Foreign buying may have been artificially low in the months since August when a 15 percent foreign property transfer tax was introduced, as a large number of transactions were advanced to July to avoid the tax, economists and real estate agents said.
“Foreign purchases are re-emerging to a limited degree,” British Columbia’s finance minister, Michael de Jong, told reporters after releasing the province’s fiscal forecast.
Overseas investors made up 3 percent of home sales in October in metro Vancouver, according to data from the Finance Ministry. That compared with 1.8 percent in September and 1.4 percent in August, but still well down from the 13.2 percent between June 10 and Aug. 1, the period before the tax took effect.
The provincial government introduced the tax after many residents and housing advocates complained that foreign buyers, especially from China, were driving up prices and making homes unaffordable for local people. Critics of the tax have said it is unfair to existing property owners and will hurt the economy.
The provincial government expects that foreign property purchases would settle at around 4 percent to 5 percent of total sales over time, Finance Ministry spokesman Jamie Edwardson said.
Cameron Muir, chief economist at the B.C. Real Estate Association, said it was too early to say whether the increase in October signals a return of demand, but he said some of the recovery is just a bounce back from artificially low levels in September after buyers moved early to avoid the tax.

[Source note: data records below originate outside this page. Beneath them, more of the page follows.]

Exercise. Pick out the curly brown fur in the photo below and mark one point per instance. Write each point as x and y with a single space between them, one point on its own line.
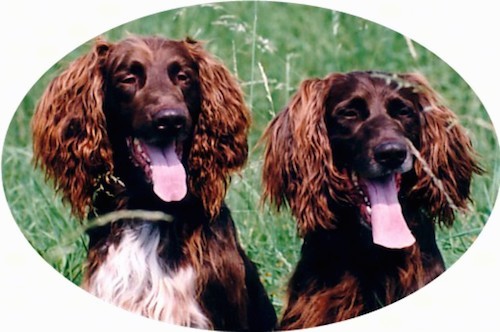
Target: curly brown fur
368 163
154 124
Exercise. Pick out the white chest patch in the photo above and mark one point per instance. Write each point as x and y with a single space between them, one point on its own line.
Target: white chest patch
134 278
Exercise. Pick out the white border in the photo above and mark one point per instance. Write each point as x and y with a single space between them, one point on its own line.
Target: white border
35 34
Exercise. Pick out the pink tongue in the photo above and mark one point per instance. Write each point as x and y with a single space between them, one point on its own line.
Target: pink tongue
168 174
389 228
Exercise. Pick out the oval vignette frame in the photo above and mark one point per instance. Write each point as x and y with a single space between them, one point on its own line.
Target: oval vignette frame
367 318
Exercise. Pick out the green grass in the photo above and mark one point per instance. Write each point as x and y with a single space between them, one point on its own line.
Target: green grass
271 47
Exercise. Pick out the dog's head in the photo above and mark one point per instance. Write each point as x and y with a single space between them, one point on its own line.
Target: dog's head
162 116
366 140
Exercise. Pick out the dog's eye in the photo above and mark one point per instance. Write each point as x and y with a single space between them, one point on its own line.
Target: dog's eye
129 79
348 113
398 109
182 77
405 111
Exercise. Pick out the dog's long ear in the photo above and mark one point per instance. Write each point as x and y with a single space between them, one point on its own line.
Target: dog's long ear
220 140
448 159
298 165
69 139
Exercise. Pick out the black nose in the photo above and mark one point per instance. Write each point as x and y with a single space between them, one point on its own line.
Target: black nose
170 121
390 154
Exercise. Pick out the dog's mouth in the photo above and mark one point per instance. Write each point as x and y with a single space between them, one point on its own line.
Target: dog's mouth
381 212
162 167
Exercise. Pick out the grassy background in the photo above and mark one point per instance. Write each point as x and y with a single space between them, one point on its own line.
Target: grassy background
271 47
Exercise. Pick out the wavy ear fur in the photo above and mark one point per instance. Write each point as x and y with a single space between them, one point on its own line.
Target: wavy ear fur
448 158
220 139
69 130
298 161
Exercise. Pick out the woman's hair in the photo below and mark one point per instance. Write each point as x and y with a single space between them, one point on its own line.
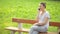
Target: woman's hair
44 4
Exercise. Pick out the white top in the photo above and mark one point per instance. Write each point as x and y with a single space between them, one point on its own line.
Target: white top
42 17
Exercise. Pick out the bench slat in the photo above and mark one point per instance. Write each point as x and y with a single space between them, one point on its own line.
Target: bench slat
33 21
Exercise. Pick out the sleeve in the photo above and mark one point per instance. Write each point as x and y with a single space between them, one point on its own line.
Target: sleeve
47 15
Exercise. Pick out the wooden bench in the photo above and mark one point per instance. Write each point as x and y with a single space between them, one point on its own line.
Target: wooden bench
20 29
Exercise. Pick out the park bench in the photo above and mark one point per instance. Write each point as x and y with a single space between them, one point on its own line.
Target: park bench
20 29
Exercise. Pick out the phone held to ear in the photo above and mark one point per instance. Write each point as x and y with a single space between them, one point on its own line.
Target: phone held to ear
39 9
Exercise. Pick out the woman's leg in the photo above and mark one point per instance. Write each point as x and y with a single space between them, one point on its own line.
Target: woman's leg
37 29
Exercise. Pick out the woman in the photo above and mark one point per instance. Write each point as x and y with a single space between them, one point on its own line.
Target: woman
43 20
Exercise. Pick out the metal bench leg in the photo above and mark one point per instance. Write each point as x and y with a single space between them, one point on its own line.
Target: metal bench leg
12 32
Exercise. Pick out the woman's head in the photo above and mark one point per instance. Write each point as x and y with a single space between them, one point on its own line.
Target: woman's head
42 5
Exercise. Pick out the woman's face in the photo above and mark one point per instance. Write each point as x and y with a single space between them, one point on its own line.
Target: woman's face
41 7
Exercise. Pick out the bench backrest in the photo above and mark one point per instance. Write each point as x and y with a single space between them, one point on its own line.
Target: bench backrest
57 24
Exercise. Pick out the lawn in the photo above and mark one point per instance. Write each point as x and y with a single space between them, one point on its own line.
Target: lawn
26 9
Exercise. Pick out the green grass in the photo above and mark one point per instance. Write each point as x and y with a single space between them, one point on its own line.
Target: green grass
26 9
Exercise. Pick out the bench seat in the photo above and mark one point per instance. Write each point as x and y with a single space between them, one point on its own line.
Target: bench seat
26 30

In Richmond, a Vancouver suburb which according to provincial data has the highest concentration of foreign buyers, international property purchases rose to 7.2 percent of the total transaction value in October compared with 3.1 percent in September.

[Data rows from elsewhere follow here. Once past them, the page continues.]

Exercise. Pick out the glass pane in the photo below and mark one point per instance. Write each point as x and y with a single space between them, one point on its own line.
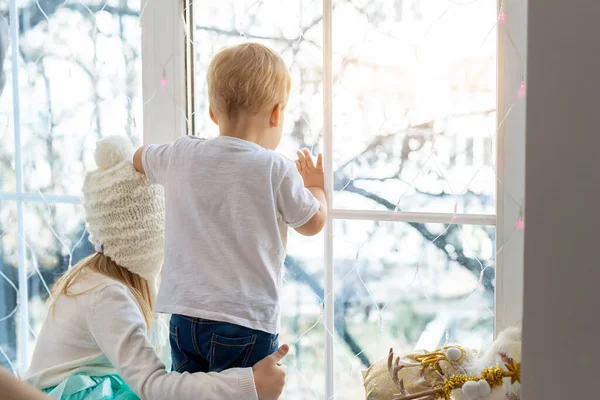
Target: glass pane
414 105
56 240
9 283
408 286
291 27
7 144
301 322
80 79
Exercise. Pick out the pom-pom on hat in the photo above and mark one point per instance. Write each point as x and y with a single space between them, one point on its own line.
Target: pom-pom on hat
124 213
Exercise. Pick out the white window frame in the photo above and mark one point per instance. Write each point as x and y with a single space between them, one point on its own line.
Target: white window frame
168 115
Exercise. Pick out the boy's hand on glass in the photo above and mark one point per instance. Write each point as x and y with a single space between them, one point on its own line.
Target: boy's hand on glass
269 375
312 174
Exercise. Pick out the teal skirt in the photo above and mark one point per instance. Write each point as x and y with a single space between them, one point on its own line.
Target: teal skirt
83 387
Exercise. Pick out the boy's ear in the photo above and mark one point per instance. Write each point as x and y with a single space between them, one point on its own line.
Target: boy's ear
213 116
276 115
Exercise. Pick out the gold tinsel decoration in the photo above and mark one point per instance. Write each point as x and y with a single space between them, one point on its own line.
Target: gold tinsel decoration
493 376
454 383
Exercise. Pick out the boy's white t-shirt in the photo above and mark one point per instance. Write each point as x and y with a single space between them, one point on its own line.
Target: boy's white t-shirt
228 205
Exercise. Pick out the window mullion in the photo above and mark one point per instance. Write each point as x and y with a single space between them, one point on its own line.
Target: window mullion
23 343
329 297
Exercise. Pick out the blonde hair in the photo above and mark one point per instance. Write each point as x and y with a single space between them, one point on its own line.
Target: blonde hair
102 264
249 77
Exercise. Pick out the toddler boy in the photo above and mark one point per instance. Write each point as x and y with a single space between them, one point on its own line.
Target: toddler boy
229 201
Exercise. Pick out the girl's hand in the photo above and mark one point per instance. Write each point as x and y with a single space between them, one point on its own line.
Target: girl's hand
269 375
313 175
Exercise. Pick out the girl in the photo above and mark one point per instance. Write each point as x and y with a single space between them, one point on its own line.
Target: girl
94 343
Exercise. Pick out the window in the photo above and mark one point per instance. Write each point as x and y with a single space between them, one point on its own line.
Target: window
417 106
402 99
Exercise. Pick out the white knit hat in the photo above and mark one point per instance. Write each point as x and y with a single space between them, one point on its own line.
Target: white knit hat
125 215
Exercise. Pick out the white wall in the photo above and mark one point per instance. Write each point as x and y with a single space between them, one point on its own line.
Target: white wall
562 250
512 49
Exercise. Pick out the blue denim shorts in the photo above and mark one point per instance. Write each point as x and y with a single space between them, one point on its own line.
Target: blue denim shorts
200 345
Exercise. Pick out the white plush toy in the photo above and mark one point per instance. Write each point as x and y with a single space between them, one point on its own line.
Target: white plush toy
505 350
444 374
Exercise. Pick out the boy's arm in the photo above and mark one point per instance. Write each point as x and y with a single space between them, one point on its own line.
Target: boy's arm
137 160
317 222
154 161
301 199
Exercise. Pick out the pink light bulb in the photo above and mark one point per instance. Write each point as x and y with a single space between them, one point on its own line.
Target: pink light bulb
522 90
502 17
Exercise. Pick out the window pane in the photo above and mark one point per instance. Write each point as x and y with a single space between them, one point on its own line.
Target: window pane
56 240
410 286
291 27
301 321
414 102
9 283
7 146
80 79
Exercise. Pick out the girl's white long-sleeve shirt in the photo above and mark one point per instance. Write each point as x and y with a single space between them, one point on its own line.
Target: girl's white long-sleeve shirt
103 332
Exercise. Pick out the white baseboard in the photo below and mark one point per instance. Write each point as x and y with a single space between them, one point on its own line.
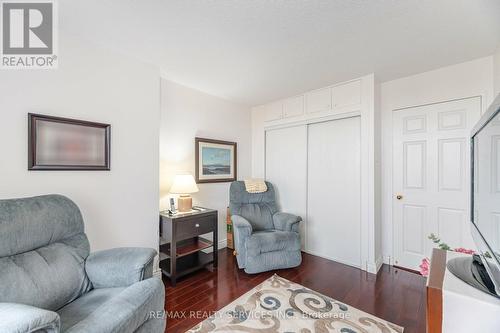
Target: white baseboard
374 267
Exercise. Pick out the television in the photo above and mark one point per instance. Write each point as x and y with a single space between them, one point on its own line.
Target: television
482 271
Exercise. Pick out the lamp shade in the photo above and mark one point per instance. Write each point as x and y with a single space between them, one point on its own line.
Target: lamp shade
183 184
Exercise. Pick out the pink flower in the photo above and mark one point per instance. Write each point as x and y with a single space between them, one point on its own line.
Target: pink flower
424 267
462 250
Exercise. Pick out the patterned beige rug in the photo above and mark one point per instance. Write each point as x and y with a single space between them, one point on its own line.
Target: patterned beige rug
279 305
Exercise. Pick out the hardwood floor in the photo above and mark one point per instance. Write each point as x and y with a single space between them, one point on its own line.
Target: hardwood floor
393 294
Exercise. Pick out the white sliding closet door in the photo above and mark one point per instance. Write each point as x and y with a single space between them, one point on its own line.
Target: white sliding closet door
286 168
334 181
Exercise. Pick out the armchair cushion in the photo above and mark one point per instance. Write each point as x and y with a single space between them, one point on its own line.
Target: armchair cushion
119 267
271 241
20 318
286 222
116 310
242 229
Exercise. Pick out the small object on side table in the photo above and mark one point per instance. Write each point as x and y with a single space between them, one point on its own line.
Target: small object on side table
180 235
453 306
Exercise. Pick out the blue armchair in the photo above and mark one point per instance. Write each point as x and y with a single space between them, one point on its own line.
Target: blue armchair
265 239
50 283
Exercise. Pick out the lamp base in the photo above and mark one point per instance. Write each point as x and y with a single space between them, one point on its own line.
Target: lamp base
184 203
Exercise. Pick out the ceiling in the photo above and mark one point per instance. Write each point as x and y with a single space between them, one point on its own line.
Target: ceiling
255 51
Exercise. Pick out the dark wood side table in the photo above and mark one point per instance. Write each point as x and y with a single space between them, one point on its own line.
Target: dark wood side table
180 234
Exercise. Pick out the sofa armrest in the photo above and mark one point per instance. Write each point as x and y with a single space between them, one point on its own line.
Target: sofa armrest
241 224
242 230
20 318
286 221
119 267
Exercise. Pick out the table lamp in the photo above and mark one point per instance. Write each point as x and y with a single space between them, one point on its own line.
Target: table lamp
184 185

The province said it was closely monitoring foreign house purchasing data from an area on the southern tip of Vancouver Island, which includes Victoria, the province’s capital, where foreign purchases accounted for 10.3 percent of the value of transactions. The property tax does not apply in this area.
Data out earlier this month showed overall Vancouver-area home sales fell nearly 40 percent year-to-year in October in the wake of the tax.